Making connections: Consolidated Elementary rated top school in state
MILTON—The best elementary school in the state sits on the corner of County F and North Consolidated School Road in the middle of several cornfields.
On Tuesday, the Wisconsin Department of Public Instruction released its report cards for school districts and individual schools. Consolidated Elementary School's score was 98.1, earning it a rating of “significantly exceeds expectations.”
That score also places it first among the 1,201 public elementary schools in the state, according to the DPI.
The district and school report cards rate schools on more than just test scores. The scores also consider student growth, absenteeism, dropout rates and the efforts schools are making to close the gap between socioeconomic groups and racially diverse students.
The score cards assign each school district and school a number and a category: "fails to meet expectations," "meets few expectations," "meets expectations," "exceeds expectations" and "significantly exceeds expectations."
Susan Stuckey, principal at Consolidated Elementary School, noted that all of Milton's elementary schools earned scores that placed them in the “significantly exceeds expectations” category. Harmony Elementary's score was 87.3; East Elementary got an 85.5; and West Elementary scored 84.1.
What's the formula for success at the elementary school level?

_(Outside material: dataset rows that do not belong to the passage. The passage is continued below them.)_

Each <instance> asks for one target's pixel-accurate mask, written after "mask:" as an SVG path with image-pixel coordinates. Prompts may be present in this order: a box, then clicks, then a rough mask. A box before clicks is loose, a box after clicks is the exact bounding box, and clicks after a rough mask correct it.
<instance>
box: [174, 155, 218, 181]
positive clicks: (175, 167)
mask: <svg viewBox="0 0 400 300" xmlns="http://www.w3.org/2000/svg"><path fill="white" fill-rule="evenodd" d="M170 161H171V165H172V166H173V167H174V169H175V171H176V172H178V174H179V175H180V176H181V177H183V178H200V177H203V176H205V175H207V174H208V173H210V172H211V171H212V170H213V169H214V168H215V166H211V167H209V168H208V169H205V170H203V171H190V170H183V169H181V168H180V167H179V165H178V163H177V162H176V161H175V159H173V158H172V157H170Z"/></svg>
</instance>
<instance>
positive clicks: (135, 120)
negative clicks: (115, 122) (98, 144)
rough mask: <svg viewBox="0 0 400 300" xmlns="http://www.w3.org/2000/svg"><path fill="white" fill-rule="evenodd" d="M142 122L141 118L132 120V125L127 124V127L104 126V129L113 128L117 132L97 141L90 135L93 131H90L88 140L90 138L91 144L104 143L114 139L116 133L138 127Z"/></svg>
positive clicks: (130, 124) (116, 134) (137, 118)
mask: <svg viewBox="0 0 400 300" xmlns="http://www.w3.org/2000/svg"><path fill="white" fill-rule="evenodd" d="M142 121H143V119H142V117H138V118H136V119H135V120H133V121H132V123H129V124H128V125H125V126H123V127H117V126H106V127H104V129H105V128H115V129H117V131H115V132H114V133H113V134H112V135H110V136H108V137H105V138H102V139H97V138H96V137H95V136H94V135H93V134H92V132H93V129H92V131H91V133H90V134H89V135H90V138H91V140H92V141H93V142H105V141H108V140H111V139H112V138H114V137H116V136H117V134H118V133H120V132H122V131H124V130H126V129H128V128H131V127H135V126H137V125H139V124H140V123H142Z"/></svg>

“There are several factors at play,” Stuckey said. “One is the curriculum. We've worked really hard to have a universal curriculum that's solid across all of our elementary schools.”
The Milton district has changed the way it teaches reading and writing, and it wants to make sure all the teachers are “on the same page” with the new methods, Stuckey said.
A universal curriculum provides consistency and makes it easier for teachers to work together, said Heather Slosarek, Milton director of curriculum and instruction.
“It provides strong and consistent expectations for staff and teachers,” she said. “It allows opportunities for brainstorming and collaboration among the (teacher) teams.”
The elementary schools also have worked hard on “connectedness”—connecting students with each other and connecting staff with students, Stuckey said.
“We want students to feel that sense of belonging in schools,” she said. “At Consolidated in particular, that's huge reason why the school is so successful and has done so well. Everyone knows everyone; it's such a tight community.”
Parents are involved at the school, and the staff knows every one of the 81 students by name, Stuckey said.
How does “connectedness” translate into academic success?
“We know that students have to feel safe to learn, and part of being safe is feeling that sense of belonging,” Stuckey said. “Knowing that there is someone they can talk to if they are having a hard time, knowing that they are cared for, knowing that they are in a place where they can take risks in their learning and that they can try hard things and take risks—all of those things are related to that feeling of belonging, of feeling connected.”